Mereka meninggalkan kota Liugong dan menempuh perjalanan dengan tiga kereta kuda. Dengan pertimbangan kesehatan Cui Buqu, mereka pergi dengan kecepatan lambat namun tetap, menerjang badai pasir selama sepuluh hari dan hampir setengah bulan, mereka berhasil menembus hamparan pasir kuning tak terbatas dan melihat sudut kota di kejauhan.

"Didepan itu kota Qiemo?" Cui Buqu terbatuk dua kali dan membuka tirai kereta. Apa yang merasuk hidungnya adalah rasa panas tinggi.

Ini adalah panas pasir yang telah berada di bawah matahari kuat nan membara dalam waktu lama, lalu tersapu oleh angin kuat yang membawa hawa panas.

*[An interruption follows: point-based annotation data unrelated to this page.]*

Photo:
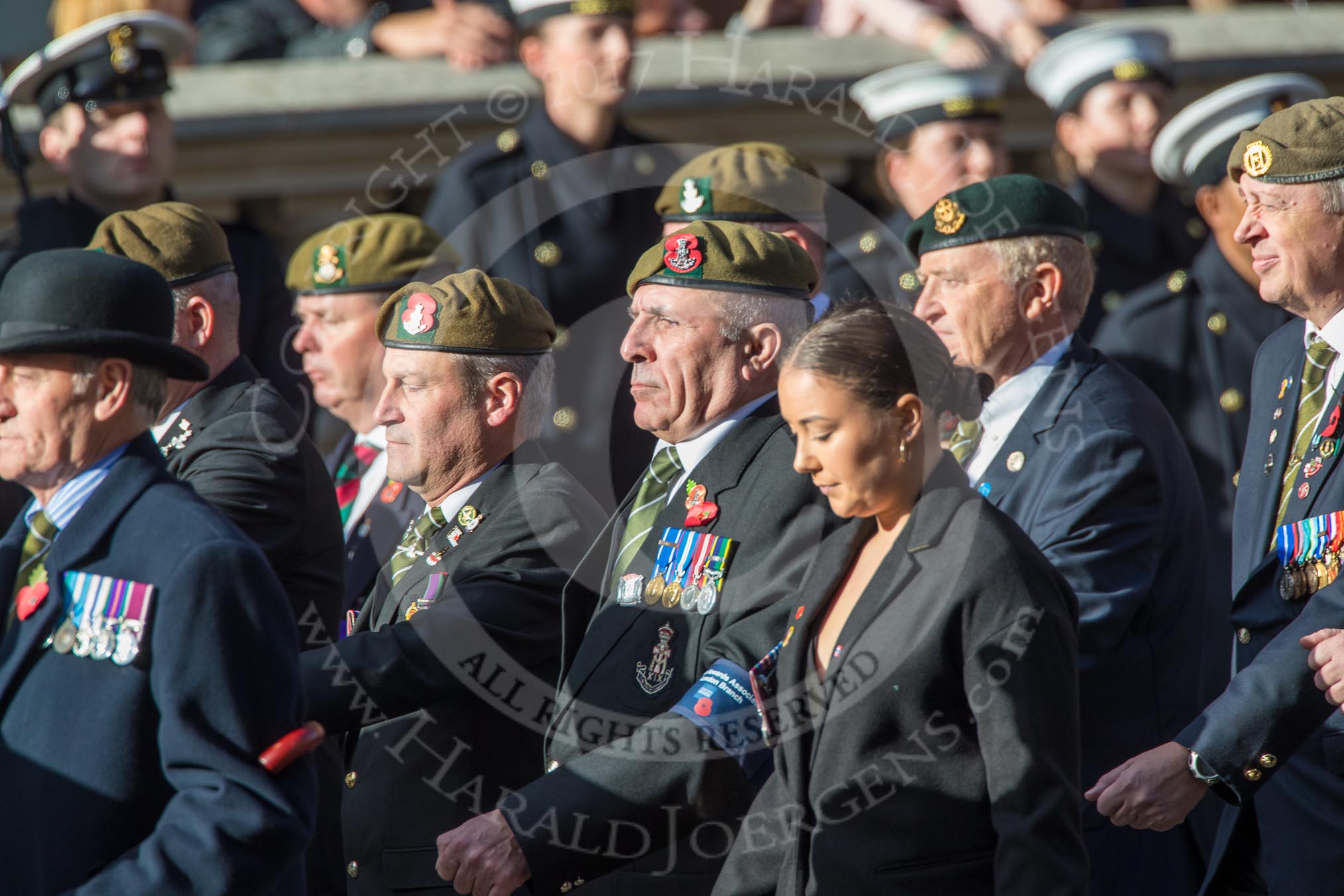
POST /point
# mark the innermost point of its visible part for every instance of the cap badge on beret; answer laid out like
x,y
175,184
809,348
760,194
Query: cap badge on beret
x,y
948,217
697,194
1257,159
1132,70
124,54
418,316
683,257
329,265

Dia tidak bisa menahan batuk.

Sesosok tangan terulur ke depan dan menutup tirai kembali.

"Tuanku, tubuhmu masih lemah, jadi jangan lihat keluar sehingga pasir menerpa wajahmu. Jika Tuan jatuh sakit lagi, istrimu akan khawatir."

Suara itu tidak terlalu cepat, nadanya sedikit dalam namun sangat lembut, membuat setiap orang yang mendengarnya ingin melihat rupa wajahnya.

Tapi tidak termasuk Cui Buqu.

Tidak hanya dia menolak menoleh dan melihat, dia bahkan tidak ingin mendengar suara itu. Batuknya semakin dan semakin keras.

"Aiya ~ lihatlah, istrimu, yaitu aku, hanya bicara dua kalimat, lalu kamu menjadi bersemangat! Saat kita memasuki kota nanti, mari cepat menemukan penginapan untuk istirahat, sehingga istrimu ini bisa memuaskan dahagamu."

Ketika suara itu melihat kondisi Cui Buqu, bukannya berhenti, tapi malah bicara lebih bersemangat.

Cui Buqu menoleh dengan perlahan, wajahnya tanpa ekspresi, "Apa maksud 'memuaskan dahagamu' itu?"

"Benar sekali, benar sekali, istrimu tahu perjalanan ini tidak nyaman untukmu, kenyataannya bahkan membosankan. Saat tiba di penginapan nanti, aku akan mengurusmu dengan sangat baik~!" Saat Cui Buqu menatap tajam wanita itu, dia menjadi malu, rona memerah nampak di wajahnya, "Tidak peduli apapun, istrimu ini masih seorang wanita, apakah kamu ingin dia bicara terang-terangan? Jika orang lain mendengar, mereka akan mengira aku adalah wanita jalang!"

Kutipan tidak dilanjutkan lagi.